I Domenica di Avvento – 1 dicembre 2019
Testi della Liturgia della Parola
Is 2,1-5
Sal 121
Rom 13,1-14
Mt 24,37-44
Torna l’Avvento, in queste giornate corte, quando il buio sembra il padrone del mondo e la notte allunga la sua ombra su ogni cosa. Torna l’Avvento, come ogni anno, e rischia di diventare un’abitudine, un rito che si ripete stancamente senza dirci più nulla di nuovo.
Come nei giorni di Noè, ci racconta il Vangelo, quando l’umanità prima ancora di essere sommersa dal diluvio, sembrava annegare nell’incoscienza, nello scorrere del tempo senza qualità e senza speranza. I giorni di Noè sono i nostri giorni quando il ritmo della vita è scandito dalla voracità e dal possesso (“mangiavano e bevevano”), quando la fame di amore che ci angoscia spinge ad abbracciare ciò che è effimero.
In questa stagione in cui le tenebre sembrano sconfiggere la luce e in cui la natura si spoglia e manifesta tutta la sua fragilità, la chiesa ci invita a vegliare, ad attendere con fiducia il ritorno del Signore. E’ il tempo dell’antica invocazione, maranatha (“vieni Signore”), che è come una preziosa reliquia della struggente nostalgia dei primi cristiani che desideravano rivedere il volto del Signore Gesù. Con questa nostalgia e con questa speranza siamo chiamati a vivere il nostro tempo, con fiducia e responsabilità. Noi siamo ciò che attendiamo, e la venuta del Signore rivelerà i cuori che hanno saputo attenderlo senza farsi sopraffare dalla banalità del quotidiano. Il vero
discernimento si gioca sulla nostra capacità di tendere al Signore, di saper custodire il desiderio di Lui oltre il soddisfacimento dei nostri bisogni. E’ così che si decide della nostra vita (“uno sarà preso e l’altro lasciato”). Come un ladro nel cuore notte viene il Signore. Ma un ladro che, in modo paradossale, desidera essere atteso, vuole trovarci svegli. Non viene a portare via niente, viene a cercare noi. È un ladro perché noi ci sentiamo padroni del mondo, delle persone e della nostra vita. Gesù Cristo viene come un ladro per chi non lo riconosce come suo Signore. I suoi servi, che nella speranza vegliano custodendo la nostalgia del suo volto, lo riconosceranno Signore e Salvatore, e cammineranno nella sua luce (1° lettura).

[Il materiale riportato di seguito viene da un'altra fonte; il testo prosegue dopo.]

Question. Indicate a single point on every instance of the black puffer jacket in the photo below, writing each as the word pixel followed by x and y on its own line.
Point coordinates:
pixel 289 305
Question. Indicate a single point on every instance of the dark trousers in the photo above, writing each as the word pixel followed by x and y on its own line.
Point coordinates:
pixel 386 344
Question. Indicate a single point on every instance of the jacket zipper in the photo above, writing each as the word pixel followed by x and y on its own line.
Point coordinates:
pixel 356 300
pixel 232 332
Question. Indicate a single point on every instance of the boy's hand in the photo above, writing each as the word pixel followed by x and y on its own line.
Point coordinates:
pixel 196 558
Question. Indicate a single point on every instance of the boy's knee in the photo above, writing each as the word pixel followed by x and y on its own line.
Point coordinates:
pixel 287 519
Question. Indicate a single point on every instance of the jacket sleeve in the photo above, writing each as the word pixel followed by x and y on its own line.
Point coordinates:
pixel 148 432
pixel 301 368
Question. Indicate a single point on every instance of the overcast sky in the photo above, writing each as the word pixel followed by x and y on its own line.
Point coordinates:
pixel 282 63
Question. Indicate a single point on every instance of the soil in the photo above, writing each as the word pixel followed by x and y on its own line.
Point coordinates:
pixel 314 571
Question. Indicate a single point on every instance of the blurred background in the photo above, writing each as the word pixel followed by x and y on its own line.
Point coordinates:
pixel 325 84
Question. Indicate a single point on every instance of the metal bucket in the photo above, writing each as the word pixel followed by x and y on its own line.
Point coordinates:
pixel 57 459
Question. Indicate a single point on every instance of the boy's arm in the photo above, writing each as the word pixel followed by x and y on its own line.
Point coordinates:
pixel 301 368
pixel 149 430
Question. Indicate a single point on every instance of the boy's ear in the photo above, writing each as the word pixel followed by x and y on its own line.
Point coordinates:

Inizia il nuovo anno liturgico, e la chiesa annuncia che la storia non annega nel buio, ma che i cristiani che sanno attendere nel buio già intravedono le prime luci dell’aurora. “Di fronte ai cambi che scuotono la storia, donaci di sentire sulla pelle i brividi dei cominciamenti. Attendere è sempre segno di speranza. Rendici ministri dell’attesa” (don Tonino Bello).